Court to rule in military funeral protest case

By Robert Barnes
Washington Post Staff Writer
Monday, March 8, 2010; 12:42 PM

The Supreme Court announced Monday that it will review whether the anti-gay protests at funerals of American soldiers are protected by the First Amendment.

The case is brought by a Maryland father whose son's 2006 funeral was picketed by members of the Westboro Baptist Church in Topeka, Kan. Westboro pastor Fred Phelps contends that the deaths of American soldiers are punishment for the nation's tolerance for homosexuality.

Phelps and members of his church -- which consists primarily of his family members -- have picketed at funerals across the country, carrying signs that read "Thank God for dead soldiers" and "Semper fi fags."

A jury in Baltimore awarded Albert Snyder more than $10 million in damages, an amount later cut in half and then thrown out by U.S. Court of Appeals for the 4th Circuit in Richmond.

The three-judge panel said the signs could not be reasonably understood to be referring directly to Snyder and his son, Marine Lance Cpl.

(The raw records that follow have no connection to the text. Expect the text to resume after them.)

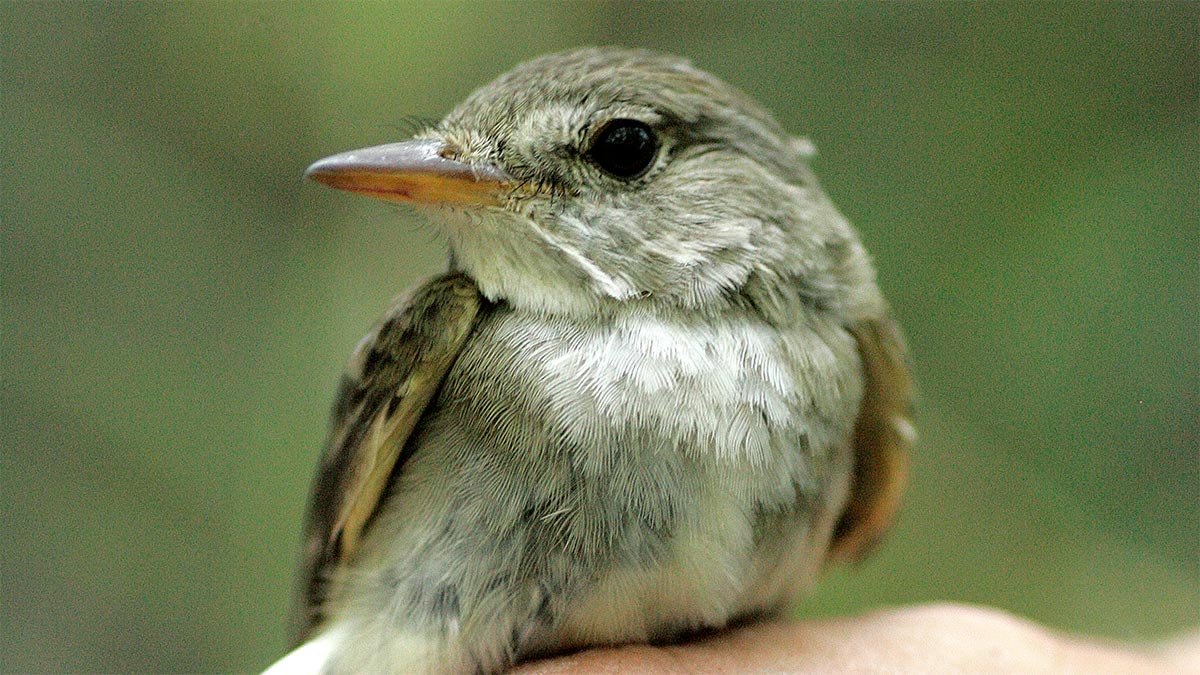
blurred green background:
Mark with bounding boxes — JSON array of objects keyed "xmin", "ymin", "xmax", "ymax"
[{"xmin": 3, "ymin": 1, "xmax": 1196, "ymax": 672}]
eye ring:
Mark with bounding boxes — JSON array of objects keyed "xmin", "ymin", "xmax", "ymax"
[{"xmin": 586, "ymin": 119, "xmax": 659, "ymax": 179}]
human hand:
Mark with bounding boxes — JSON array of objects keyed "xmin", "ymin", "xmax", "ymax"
[{"xmin": 514, "ymin": 604, "xmax": 1200, "ymax": 674}]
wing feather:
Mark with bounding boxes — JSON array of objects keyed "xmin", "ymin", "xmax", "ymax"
[
  {"xmin": 829, "ymin": 316, "xmax": 916, "ymax": 563},
  {"xmin": 293, "ymin": 272, "xmax": 483, "ymax": 641}
]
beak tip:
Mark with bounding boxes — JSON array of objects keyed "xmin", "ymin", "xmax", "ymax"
[{"xmin": 303, "ymin": 157, "xmax": 335, "ymax": 183}]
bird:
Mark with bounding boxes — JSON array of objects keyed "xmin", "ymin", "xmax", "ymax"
[{"xmin": 265, "ymin": 46, "xmax": 914, "ymax": 674}]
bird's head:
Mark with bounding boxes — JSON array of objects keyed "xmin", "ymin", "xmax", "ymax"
[{"xmin": 308, "ymin": 47, "xmax": 882, "ymax": 321}]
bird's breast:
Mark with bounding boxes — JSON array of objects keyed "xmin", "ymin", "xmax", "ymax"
[
  {"xmin": 426, "ymin": 305, "xmax": 864, "ymax": 641},
  {"xmin": 439, "ymin": 305, "xmax": 862, "ymax": 505}
]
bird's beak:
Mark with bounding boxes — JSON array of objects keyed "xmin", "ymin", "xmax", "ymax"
[{"xmin": 305, "ymin": 140, "xmax": 515, "ymax": 207}]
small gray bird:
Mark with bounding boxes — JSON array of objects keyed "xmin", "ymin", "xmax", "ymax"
[{"xmin": 266, "ymin": 47, "xmax": 913, "ymax": 674}]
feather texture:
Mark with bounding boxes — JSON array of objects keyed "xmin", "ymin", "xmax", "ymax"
[
  {"xmin": 830, "ymin": 317, "xmax": 916, "ymax": 562},
  {"xmin": 294, "ymin": 273, "xmax": 483, "ymax": 641}
]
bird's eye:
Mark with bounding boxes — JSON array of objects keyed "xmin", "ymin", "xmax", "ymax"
[{"xmin": 587, "ymin": 119, "xmax": 658, "ymax": 179}]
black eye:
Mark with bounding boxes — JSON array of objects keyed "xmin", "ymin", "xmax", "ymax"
[{"xmin": 587, "ymin": 119, "xmax": 658, "ymax": 179}]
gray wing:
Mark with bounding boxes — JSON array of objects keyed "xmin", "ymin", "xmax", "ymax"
[
  {"xmin": 828, "ymin": 316, "xmax": 916, "ymax": 563},
  {"xmin": 293, "ymin": 272, "xmax": 484, "ymax": 642}
]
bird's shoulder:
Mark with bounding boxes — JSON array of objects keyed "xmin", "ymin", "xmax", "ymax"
[{"xmin": 294, "ymin": 271, "xmax": 484, "ymax": 642}]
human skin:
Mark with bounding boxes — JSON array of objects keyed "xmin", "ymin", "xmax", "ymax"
[{"xmin": 514, "ymin": 604, "xmax": 1200, "ymax": 674}]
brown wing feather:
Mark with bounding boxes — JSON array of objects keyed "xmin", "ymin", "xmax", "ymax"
[
  {"xmin": 829, "ymin": 316, "xmax": 916, "ymax": 563},
  {"xmin": 292, "ymin": 272, "xmax": 483, "ymax": 642}
]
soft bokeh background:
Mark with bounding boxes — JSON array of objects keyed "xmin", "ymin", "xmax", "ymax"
[{"xmin": 3, "ymin": 1, "xmax": 1196, "ymax": 672}]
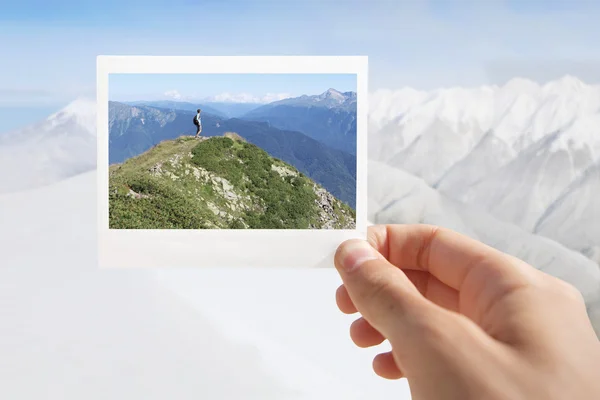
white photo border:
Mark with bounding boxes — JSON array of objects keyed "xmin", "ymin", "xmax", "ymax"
[{"xmin": 97, "ymin": 55, "xmax": 368, "ymax": 269}]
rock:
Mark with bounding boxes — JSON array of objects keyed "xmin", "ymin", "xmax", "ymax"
[
  {"xmin": 211, "ymin": 176, "xmax": 239, "ymax": 202},
  {"xmin": 223, "ymin": 131, "xmax": 246, "ymax": 142},
  {"xmin": 207, "ymin": 202, "xmax": 220, "ymax": 215},
  {"xmin": 127, "ymin": 188, "xmax": 150, "ymax": 199},
  {"xmin": 168, "ymin": 154, "xmax": 184, "ymax": 167},
  {"xmin": 191, "ymin": 166, "xmax": 210, "ymax": 182},
  {"xmin": 271, "ymin": 164, "xmax": 298, "ymax": 178},
  {"xmin": 149, "ymin": 163, "xmax": 163, "ymax": 176},
  {"xmin": 312, "ymin": 184, "xmax": 355, "ymax": 229}
]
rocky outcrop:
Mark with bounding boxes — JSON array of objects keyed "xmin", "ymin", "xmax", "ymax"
[{"xmin": 312, "ymin": 185, "xmax": 353, "ymax": 229}]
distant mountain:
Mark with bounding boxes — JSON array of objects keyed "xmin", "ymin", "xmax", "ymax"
[
  {"xmin": 109, "ymin": 134, "xmax": 355, "ymax": 229},
  {"xmin": 0, "ymin": 98, "xmax": 96, "ymax": 193},
  {"xmin": 242, "ymin": 88, "xmax": 357, "ymax": 155},
  {"xmin": 445, "ymin": 128, "xmax": 594, "ymax": 231},
  {"xmin": 109, "ymin": 102, "xmax": 356, "ymax": 208},
  {"xmin": 535, "ymin": 161, "xmax": 600, "ymax": 264},
  {"xmin": 126, "ymin": 100, "xmax": 226, "ymax": 118},
  {"xmin": 369, "ymin": 75, "xmax": 600, "ymax": 264},
  {"xmin": 202, "ymin": 102, "xmax": 261, "ymax": 118},
  {"xmin": 125, "ymin": 100, "xmax": 262, "ymax": 119},
  {"xmin": 109, "ymin": 101, "xmax": 217, "ymax": 164},
  {"xmin": 266, "ymin": 88, "xmax": 357, "ymax": 111}
]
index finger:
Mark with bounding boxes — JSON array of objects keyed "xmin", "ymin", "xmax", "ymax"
[{"xmin": 367, "ymin": 224, "xmax": 537, "ymax": 293}]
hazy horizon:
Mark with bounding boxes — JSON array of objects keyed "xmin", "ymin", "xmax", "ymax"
[
  {"xmin": 110, "ymin": 86, "xmax": 357, "ymax": 106},
  {"xmin": 108, "ymin": 73, "xmax": 357, "ymax": 105}
]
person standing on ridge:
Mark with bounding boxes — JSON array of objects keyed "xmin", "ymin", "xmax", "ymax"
[{"xmin": 193, "ymin": 108, "xmax": 202, "ymax": 138}]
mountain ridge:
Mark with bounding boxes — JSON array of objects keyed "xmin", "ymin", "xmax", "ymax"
[
  {"xmin": 109, "ymin": 133, "xmax": 356, "ymax": 230},
  {"xmin": 369, "ymin": 74, "xmax": 600, "ymax": 263},
  {"xmin": 124, "ymin": 100, "xmax": 228, "ymax": 118},
  {"xmin": 0, "ymin": 97, "xmax": 96, "ymax": 194},
  {"xmin": 241, "ymin": 88, "xmax": 357, "ymax": 155}
]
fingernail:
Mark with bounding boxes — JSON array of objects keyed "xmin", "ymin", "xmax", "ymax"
[{"xmin": 337, "ymin": 240, "xmax": 379, "ymax": 272}]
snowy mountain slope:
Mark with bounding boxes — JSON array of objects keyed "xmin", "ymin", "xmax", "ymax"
[
  {"xmin": 369, "ymin": 76, "xmax": 600, "ymax": 263},
  {"xmin": 369, "ymin": 77, "xmax": 600, "ymax": 184},
  {"xmin": 0, "ymin": 98, "xmax": 96, "ymax": 194},
  {"xmin": 434, "ymin": 130, "xmax": 515, "ymax": 193},
  {"xmin": 450, "ymin": 121, "xmax": 598, "ymax": 232},
  {"xmin": 0, "ymin": 171, "xmax": 410, "ymax": 400},
  {"xmin": 534, "ymin": 161, "xmax": 600, "ymax": 265},
  {"xmin": 436, "ymin": 97, "xmax": 600, "ymax": 199},
  {"xmin": 368, "ymin": 160, "xmax": 478, "ymax": 239},
  {"xmin": 368, "ymin": 87, "xmax": 428, "ymax": 131},
  {"xmin": 388, "ymin": 117, "xmax": 485, "ymax": 184},
  {"xmin": 370, "ymin": 76, "xmax": 600, "ymax": 158},
  {"xmin": 368, "ymin": 160, "xmax": 600, "ymax": 336}
]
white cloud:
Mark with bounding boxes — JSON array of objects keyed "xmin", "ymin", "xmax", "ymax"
[
  {"xmin": 207, "ymin": 92, "xmax": 293, "ymax": 104},
  {"xmin": 164, "ymin": 90, "xmax": 182, "ymax": 100}
]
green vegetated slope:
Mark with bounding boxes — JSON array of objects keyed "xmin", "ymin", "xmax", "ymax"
[{"xmin": 109, "ymin": 133, "xmax": 356, "ymax": 229}]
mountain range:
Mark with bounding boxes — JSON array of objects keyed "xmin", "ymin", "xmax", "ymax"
[
  {"xmin": 108, "ymin": 99, "xmax": 357, "ymax": 208},
  {"xmin": 369, "ymin": 75, "xmax": 600, "ymax": 265},
  {"xmin": 123, "ymin": 88, "xmax": 357, "ymax": 155},
  {"xmin": 125, "ymin": 100, "xmax": 263, "ymax": 119},
  {"xmin": 125, "ymin": 100, "xmax": 228, "ymax": 118},
  {"xmin": 0, "ymin": 76, "xmax": 599, "ymax": 333},
  {"xmin": 0, "ymin": 98, "xmax": 96, "ymax": 193},
  {"xmin": 242, "ymin": 88, "xmax": 357, "ymax": 155},
  {"xmin": 1, "ymin": 77, "xmax": 597, "ymax": 261}
]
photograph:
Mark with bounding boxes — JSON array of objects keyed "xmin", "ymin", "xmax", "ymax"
[
  {"xmin": 96, "ymin": 55, "xmax": 368, "ymax": 269},
  {"xmin": 107, "ymin": 73, "xmax": 358, "ymax": 230},
  {"xmin": 3, "ymin": 2, "xmax": 600, "ymax": 400}
]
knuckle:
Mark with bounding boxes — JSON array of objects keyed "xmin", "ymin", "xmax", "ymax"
[
  {"xmin": 562, "ymin": 282, "xmax": 586, "ymax": 304},
  {"xmin": 549, "ymin": 276, "xmax": 586, "ymax": 304}
]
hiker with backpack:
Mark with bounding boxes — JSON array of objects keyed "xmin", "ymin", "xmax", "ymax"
[{"xmin": 193, "ymin": 109, "xmax": 202, "ymax": 138}]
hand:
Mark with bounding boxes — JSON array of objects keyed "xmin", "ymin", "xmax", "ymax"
[{"xmin": 334, "ymin": 224, "xmax": 600, "ymax": 400}]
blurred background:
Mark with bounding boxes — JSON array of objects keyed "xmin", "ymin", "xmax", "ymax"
[{"xmin": 1, "ymin": 1, "xmax": 599, "ymax": 399}]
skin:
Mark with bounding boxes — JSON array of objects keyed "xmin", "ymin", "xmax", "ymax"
[{"xmin": 334, "ymin": 224, "xmax": 600, "ymax": 400}]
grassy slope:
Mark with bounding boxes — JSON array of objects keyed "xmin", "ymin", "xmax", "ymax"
[{"xmin": 109, "ymin": 135, "xmax": 356, "ymax": 229}]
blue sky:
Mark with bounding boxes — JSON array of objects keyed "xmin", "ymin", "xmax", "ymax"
[
  {"xmin": 1, "ymin": 0, "xmax": 600, "ymax": 130},
  {"xmin": 109, "ymin": 73, "xmax": 357, "ymax": 103}
]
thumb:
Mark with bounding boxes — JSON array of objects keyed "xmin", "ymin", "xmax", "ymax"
[{"xmin": 334, "ymin": 239, "xmax": 472, "ymax": 367}]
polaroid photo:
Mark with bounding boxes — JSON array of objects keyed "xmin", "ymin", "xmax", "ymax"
[{"xmin": 97, "ymin": 55, "xmax": 368, "ymax": 268}]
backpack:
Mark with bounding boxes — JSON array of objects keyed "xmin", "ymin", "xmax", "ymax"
[{"xmin": 193, "ymin": 114, "xmax": 199, "ymax": 126}]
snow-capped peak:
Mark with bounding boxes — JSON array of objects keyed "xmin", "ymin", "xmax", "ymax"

Matthew A. Snyder. And the court said that as distasteful as it might find Phelps's rhetoric, it was protected as speech about issues in the national debate.

"Even if the language of these signs could reasonably be read to imply an assertion about Snyder or his son, the statements are protected by the Constitution for two additional reasons: They do not assert provable facts about an individual, and they clearly contain imaginative and hyperbolic rhetoric intended to spark debate about issues with which the defendants are concerned," the court said.

The case, Snyder v. Phelps, will be argued in the court's term that begins next October.